Pero los contraataques del rey se revelaron acertados. El rastreo de los incursores y de los agrianos puso fin a la labor de los incendiarios, mientras que la infantería pesada formada al otro lado del barrio que había ardido desalentó cualquier intento de las tropas persas y de los mercenarios de Memnón de sorprender al ejército macedonio trastornado por la violencia de las llamas.
Eumenes había hecho venir a un gran número de gastadores y zapadores del campamento y los había puesto a echar tierra, arena y pedregullo sobre los focos que aún ardían, y poco a poco los incendios habían sido circunscritos o controlados.

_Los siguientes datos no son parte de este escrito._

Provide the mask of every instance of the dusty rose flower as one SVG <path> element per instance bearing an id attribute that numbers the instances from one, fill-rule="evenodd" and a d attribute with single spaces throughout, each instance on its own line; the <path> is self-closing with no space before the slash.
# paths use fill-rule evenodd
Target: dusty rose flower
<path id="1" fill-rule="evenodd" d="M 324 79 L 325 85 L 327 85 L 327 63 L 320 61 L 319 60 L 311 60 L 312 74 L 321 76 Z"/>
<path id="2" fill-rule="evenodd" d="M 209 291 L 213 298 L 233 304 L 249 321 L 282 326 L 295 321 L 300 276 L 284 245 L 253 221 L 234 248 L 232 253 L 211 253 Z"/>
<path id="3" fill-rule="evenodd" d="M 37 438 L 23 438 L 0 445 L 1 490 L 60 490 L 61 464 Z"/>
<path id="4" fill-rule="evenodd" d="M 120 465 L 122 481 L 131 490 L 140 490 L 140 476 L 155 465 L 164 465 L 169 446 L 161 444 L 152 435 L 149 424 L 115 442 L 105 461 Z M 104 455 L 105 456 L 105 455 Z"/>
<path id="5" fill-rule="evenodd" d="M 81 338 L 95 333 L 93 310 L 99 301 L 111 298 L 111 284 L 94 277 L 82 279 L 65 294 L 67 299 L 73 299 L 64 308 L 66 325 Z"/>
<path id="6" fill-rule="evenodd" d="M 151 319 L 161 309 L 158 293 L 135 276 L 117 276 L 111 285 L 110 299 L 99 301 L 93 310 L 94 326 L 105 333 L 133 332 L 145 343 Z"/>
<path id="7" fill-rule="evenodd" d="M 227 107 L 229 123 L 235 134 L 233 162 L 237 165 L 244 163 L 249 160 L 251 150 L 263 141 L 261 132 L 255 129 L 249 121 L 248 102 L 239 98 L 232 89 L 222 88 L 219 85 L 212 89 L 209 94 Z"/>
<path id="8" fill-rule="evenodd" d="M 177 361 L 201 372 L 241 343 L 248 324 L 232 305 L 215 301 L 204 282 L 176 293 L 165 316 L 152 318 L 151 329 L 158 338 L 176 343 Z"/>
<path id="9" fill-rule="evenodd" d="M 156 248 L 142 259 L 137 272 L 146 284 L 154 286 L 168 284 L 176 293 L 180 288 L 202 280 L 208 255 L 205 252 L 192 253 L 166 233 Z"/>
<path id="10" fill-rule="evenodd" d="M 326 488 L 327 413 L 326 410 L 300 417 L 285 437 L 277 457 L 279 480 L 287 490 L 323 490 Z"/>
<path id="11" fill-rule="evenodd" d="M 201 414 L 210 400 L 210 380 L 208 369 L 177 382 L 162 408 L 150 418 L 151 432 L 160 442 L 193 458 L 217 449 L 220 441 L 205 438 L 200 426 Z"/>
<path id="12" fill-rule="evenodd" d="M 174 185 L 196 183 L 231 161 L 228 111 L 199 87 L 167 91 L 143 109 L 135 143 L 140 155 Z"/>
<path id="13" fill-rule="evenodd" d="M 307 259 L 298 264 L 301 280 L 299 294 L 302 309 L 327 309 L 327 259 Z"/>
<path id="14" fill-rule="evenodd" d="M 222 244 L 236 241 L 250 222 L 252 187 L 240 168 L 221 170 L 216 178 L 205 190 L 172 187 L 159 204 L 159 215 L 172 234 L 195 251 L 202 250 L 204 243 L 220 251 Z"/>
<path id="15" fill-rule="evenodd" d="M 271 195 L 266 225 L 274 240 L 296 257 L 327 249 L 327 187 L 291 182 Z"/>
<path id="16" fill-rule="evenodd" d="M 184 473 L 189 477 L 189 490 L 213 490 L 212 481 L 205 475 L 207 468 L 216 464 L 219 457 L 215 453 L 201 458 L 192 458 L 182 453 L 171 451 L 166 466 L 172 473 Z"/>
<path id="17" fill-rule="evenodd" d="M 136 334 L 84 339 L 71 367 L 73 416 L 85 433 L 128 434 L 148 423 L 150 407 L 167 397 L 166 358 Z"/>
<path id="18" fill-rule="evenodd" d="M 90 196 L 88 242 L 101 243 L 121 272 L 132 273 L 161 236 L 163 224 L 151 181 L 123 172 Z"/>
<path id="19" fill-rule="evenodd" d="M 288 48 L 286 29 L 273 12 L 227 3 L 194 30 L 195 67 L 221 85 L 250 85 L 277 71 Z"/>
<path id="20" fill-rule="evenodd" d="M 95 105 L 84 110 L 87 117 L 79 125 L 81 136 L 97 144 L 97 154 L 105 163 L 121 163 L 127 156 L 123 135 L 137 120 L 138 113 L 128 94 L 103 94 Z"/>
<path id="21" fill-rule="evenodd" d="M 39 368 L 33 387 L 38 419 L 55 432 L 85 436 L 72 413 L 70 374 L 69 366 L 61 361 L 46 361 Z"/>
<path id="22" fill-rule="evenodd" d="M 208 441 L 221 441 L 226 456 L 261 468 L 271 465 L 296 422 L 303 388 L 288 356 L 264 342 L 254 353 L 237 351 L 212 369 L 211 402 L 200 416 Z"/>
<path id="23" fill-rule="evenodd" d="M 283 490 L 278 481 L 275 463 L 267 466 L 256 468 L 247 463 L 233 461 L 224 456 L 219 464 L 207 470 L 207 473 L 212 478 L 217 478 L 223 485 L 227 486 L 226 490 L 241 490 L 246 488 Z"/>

La torre de madera que tantos esfuerzos había costado levantar estaba reducida a un gran montón de cenizas y de brasas del que asomaban, aquí y allá, gruesos maderos carbonizados y humeantes.
Al rayar el día, el primer rayo de sol golpeó de lleno la cuadriga dorada en la cima del Mausoleo, mientras que el resto de la ciudad estaba aún en la sombra. Luego, a medida que el disco solar asomaba por detrás de los montes, el cono de luz descendió sobre la gran pirámide escalonada y sobre el friso multicolor de Escopas y Briaxis, e incendió la fastuosa columnata jónica, las volutas doradas, los fustes acanalados, perfilados de oro sobre el fondo de púrpura.
En aquel alborozo de colores, en aquel triunfo de luz cristalina, el silencio espectral que envolvía a Halicarnaso producía estremecimientos. ¿Era posible que ni siquiera las madres llorasen a sus hijos caídos en combate?
—¿Es posible? —preguntó Alejandro a Eumenes que se le había acercado.
—Sí que es posible —replicó el secretario—. Nadie llora a un mercenario. No tiene ni madre ni padre, y tampoco amigos. Únicamente tiene su lanza, con la que se gana el pan más duro y más amargo.